Este parque querido, que ha sido para la niñez de los oaxaqueños, de muchos oaxaqueños, de los abuelos, los padres, hijos y de esos hijos ya ahora nietos, ha sido un lugar de recreo, de emoción, de convivencia, de amor.  Contemos el cuento de las ardillas; las ardillas, esos animalitos vivaces que siempre tienen prisa; con sus ojos grandes y su cola esponjada de vistoso pelambre, que siempre van de arriba para abajo por los troncos de esos árboles centenarios; esas a las que la gente les traía panecitos,  pedazos de tortilla y dulces con los que bajaban y subían como si estuvieran en un risco, los niños reían y reían también sus padres, al ver sus juegos.  Esas ardillas que se nos antojan de cuento.

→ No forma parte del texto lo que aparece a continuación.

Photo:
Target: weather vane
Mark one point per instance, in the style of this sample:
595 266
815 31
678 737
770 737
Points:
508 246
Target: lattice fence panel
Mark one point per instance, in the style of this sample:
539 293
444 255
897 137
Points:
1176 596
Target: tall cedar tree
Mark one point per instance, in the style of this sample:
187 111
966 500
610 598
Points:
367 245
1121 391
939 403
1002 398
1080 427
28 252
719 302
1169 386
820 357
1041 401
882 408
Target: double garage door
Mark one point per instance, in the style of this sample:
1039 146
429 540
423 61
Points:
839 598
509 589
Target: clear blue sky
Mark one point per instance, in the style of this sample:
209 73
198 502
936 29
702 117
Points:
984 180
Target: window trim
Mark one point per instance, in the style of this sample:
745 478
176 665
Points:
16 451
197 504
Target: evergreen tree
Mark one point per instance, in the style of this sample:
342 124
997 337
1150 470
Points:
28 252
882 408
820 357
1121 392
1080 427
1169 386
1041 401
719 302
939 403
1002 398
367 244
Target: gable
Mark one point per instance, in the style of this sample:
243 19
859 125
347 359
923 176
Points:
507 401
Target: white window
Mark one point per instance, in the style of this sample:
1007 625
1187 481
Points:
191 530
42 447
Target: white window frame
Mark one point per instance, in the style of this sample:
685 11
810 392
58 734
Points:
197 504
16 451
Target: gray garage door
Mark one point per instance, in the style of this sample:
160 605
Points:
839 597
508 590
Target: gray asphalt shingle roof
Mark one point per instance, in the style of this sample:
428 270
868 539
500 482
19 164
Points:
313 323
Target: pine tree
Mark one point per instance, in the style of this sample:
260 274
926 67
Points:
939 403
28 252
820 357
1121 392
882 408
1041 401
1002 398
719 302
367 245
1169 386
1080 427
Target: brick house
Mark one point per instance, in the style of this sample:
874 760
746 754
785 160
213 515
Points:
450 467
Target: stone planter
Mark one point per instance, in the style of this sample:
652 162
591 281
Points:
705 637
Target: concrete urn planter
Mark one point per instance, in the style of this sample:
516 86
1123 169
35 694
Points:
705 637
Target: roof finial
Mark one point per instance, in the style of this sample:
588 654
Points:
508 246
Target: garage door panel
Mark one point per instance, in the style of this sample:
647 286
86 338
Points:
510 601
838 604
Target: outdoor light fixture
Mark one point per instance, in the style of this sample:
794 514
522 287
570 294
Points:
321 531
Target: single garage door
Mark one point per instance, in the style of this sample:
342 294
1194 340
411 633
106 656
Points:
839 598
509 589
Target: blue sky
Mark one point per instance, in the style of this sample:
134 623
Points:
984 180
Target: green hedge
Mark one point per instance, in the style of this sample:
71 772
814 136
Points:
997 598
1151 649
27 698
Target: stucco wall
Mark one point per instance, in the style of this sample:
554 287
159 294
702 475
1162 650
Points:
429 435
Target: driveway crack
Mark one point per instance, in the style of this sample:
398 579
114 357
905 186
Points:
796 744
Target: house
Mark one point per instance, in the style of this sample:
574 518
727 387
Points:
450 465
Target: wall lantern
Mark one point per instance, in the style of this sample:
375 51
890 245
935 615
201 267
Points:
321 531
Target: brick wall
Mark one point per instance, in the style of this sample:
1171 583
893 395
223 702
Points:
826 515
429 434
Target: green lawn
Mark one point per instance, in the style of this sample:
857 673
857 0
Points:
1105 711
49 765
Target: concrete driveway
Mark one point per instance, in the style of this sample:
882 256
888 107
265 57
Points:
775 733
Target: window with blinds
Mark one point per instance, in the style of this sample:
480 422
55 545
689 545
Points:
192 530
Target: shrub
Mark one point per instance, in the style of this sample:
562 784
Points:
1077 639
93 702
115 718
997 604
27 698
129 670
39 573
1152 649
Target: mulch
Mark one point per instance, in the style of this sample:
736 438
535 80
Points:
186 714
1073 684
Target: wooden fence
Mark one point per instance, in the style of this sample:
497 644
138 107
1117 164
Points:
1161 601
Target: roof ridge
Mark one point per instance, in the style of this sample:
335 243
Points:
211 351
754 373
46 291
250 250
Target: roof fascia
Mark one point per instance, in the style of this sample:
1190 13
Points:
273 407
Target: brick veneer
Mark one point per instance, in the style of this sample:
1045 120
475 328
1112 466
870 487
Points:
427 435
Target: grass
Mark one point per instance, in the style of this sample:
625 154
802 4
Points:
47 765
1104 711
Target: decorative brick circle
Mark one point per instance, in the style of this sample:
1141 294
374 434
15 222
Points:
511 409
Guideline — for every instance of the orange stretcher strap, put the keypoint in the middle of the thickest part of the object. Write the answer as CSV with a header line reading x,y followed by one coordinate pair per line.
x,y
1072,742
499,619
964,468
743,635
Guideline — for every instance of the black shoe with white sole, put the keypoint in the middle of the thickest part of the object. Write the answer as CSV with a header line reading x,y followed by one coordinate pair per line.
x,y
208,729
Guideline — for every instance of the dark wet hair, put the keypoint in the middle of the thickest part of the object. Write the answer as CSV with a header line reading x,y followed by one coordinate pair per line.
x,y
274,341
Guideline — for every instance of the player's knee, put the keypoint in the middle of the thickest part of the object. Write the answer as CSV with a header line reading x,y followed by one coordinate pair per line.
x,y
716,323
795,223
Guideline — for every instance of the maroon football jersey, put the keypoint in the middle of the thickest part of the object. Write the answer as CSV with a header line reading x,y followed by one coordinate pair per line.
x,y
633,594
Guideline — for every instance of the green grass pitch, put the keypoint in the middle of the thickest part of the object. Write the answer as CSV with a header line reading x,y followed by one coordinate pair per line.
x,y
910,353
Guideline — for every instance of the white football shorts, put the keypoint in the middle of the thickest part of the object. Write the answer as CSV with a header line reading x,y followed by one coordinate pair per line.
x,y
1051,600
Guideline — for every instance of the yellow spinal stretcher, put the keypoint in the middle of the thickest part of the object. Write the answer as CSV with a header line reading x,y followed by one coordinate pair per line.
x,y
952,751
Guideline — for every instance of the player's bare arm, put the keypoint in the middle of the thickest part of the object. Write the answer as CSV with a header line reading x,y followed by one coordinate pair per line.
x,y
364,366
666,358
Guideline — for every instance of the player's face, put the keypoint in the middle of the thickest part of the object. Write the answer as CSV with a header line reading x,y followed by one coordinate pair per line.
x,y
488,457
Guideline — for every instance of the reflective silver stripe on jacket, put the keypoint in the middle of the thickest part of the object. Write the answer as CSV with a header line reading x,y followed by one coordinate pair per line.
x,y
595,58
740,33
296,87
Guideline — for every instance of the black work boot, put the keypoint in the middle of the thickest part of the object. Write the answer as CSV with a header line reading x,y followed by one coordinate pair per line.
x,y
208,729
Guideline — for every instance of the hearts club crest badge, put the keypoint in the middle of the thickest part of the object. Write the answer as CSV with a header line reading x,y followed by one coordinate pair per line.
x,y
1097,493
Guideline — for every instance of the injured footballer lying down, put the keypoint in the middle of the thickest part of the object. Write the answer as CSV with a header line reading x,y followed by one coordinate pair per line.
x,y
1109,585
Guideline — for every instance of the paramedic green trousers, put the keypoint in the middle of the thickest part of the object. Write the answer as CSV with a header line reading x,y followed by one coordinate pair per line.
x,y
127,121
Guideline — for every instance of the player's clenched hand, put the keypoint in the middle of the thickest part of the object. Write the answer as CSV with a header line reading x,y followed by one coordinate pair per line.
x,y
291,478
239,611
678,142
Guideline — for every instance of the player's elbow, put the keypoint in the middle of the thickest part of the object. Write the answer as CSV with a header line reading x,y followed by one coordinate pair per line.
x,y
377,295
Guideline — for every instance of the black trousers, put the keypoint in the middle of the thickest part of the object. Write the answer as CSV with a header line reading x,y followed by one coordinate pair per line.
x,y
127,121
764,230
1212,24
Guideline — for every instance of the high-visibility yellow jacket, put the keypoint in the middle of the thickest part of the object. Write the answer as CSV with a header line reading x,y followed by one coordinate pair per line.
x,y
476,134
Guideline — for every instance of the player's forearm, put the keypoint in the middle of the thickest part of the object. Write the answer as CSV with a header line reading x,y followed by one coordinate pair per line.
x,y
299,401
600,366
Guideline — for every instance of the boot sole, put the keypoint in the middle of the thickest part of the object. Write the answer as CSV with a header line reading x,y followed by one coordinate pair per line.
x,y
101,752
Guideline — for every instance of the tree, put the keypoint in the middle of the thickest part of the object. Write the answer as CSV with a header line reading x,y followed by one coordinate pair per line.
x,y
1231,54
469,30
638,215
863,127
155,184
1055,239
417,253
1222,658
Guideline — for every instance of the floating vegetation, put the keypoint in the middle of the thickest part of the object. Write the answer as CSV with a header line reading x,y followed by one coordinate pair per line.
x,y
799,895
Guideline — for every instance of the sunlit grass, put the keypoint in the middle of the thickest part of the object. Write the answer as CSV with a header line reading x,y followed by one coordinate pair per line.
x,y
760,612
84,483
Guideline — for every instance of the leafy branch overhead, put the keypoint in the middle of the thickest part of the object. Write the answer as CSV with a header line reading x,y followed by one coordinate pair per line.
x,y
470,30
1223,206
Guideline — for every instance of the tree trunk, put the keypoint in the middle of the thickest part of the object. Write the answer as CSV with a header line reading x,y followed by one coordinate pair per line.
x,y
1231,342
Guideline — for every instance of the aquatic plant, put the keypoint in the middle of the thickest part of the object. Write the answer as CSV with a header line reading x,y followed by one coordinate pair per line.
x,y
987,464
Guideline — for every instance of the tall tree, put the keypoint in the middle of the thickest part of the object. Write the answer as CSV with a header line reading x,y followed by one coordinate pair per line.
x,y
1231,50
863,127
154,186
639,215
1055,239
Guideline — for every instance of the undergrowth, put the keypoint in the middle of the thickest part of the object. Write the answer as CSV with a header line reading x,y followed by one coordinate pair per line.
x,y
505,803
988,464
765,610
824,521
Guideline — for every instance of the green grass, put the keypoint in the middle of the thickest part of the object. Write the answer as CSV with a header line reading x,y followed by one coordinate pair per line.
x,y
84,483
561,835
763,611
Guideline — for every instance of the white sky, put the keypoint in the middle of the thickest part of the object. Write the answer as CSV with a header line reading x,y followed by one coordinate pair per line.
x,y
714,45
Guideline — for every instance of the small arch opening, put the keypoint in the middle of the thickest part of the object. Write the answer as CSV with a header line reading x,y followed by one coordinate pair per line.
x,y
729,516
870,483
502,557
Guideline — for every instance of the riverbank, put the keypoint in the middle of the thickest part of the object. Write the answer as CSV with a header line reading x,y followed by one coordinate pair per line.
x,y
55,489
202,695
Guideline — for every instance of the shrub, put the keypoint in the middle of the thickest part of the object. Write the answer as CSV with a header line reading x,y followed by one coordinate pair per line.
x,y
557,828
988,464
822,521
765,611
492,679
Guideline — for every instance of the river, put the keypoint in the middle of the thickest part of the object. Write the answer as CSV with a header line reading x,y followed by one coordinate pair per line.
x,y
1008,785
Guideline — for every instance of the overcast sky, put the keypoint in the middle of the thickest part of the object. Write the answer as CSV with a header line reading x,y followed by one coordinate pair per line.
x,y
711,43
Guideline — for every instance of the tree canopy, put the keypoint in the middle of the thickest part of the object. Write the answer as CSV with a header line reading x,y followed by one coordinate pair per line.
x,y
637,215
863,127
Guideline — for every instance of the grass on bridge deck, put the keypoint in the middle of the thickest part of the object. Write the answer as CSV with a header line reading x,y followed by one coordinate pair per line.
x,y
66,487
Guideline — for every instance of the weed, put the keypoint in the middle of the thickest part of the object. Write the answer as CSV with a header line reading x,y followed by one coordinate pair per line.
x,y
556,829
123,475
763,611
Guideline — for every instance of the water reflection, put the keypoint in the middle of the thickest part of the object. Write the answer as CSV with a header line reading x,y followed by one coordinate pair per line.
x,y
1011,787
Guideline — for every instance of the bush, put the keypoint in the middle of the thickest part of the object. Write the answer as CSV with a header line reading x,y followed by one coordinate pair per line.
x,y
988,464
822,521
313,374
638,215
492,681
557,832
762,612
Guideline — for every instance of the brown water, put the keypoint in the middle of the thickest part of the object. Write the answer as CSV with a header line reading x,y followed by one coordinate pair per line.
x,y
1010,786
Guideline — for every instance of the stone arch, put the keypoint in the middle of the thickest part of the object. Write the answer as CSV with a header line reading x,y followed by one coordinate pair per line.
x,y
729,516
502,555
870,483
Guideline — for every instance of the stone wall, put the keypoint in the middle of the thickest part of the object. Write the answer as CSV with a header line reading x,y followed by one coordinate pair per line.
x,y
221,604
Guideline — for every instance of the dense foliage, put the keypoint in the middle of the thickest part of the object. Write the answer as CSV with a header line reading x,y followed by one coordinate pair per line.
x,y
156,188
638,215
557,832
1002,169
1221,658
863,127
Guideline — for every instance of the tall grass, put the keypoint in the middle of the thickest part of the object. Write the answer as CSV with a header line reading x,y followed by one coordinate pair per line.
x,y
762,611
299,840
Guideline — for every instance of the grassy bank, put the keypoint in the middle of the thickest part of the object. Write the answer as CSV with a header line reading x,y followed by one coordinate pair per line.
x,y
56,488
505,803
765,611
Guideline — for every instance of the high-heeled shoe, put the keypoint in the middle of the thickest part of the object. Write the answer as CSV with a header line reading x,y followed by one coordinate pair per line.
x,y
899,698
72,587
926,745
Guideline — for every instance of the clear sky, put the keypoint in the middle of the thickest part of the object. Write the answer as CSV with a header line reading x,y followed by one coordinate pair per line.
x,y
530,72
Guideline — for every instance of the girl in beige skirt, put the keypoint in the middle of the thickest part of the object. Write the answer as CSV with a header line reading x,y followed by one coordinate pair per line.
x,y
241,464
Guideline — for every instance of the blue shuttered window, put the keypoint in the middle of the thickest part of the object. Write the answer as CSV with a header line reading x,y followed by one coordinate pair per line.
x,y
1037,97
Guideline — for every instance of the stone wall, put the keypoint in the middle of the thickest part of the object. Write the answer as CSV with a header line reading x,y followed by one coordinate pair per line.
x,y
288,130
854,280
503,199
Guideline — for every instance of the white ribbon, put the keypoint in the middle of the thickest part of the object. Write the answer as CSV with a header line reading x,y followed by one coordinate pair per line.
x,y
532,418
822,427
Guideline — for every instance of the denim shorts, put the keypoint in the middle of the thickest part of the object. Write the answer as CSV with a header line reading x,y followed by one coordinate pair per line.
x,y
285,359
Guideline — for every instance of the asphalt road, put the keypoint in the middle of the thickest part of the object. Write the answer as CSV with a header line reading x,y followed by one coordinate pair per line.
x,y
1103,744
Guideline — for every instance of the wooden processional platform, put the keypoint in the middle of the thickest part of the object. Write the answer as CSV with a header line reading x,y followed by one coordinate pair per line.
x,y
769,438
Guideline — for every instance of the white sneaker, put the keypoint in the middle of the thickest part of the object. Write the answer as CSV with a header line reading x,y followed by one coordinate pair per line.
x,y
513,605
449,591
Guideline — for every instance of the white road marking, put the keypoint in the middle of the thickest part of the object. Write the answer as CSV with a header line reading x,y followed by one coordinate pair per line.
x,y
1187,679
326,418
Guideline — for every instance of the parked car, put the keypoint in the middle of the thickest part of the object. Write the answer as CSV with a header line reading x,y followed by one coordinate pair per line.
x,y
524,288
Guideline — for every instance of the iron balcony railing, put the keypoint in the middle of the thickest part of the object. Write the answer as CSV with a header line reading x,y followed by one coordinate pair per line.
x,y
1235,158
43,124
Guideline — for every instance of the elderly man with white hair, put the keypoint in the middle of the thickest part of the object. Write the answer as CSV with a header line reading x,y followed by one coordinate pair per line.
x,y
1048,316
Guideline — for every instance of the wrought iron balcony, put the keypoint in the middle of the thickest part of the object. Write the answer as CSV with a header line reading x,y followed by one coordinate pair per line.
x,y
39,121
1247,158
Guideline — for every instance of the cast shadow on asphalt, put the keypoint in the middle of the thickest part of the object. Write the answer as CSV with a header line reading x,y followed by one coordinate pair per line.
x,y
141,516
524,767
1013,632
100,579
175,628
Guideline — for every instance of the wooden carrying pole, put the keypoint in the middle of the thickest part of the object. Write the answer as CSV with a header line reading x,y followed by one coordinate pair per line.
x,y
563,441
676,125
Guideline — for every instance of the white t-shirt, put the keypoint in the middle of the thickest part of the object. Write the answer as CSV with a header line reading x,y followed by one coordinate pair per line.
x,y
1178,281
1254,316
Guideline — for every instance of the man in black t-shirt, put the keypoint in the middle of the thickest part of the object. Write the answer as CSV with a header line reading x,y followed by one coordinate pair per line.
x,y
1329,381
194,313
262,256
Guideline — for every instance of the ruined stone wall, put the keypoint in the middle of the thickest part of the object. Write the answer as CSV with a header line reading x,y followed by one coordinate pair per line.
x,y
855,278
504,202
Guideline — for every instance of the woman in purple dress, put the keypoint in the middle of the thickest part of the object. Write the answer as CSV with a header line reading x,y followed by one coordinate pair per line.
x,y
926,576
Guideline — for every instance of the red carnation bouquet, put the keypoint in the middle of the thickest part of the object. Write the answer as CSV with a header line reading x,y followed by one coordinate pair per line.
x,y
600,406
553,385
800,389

Por lo hasta aquí narrado, el zócalo en todos sus tiempos ha sido importante para la vida de los oaxaqueños.  En fechas recientes se operó sobre un cambio en su fisonomía arquitectónica y perdió gran parte de la intimidad que le caracterizaba, volviéndose quizás más democrático de acuerdo a las corrientes actuales.  Puede decirse al finalizar este artículo que el zócalo sigue siendo un símbolo para los oaxaqueños y emulando la palabra en verso del poeta tlaxcalteca Miguel N. Lira, en su corrido del héroe “Catarino Maravillas”, podemos decir: “Ciudad de Bandera al aire: El Sagrario, los Portales, el Palacio de os Poderes y el Zócalo en donde cabe la más recia tempestad… y vaya si tuvimos tempestades, pero ha vuelto la calma a sus linderos y es ahora lo que fue siempre… “El ombligo de Oaxaca”.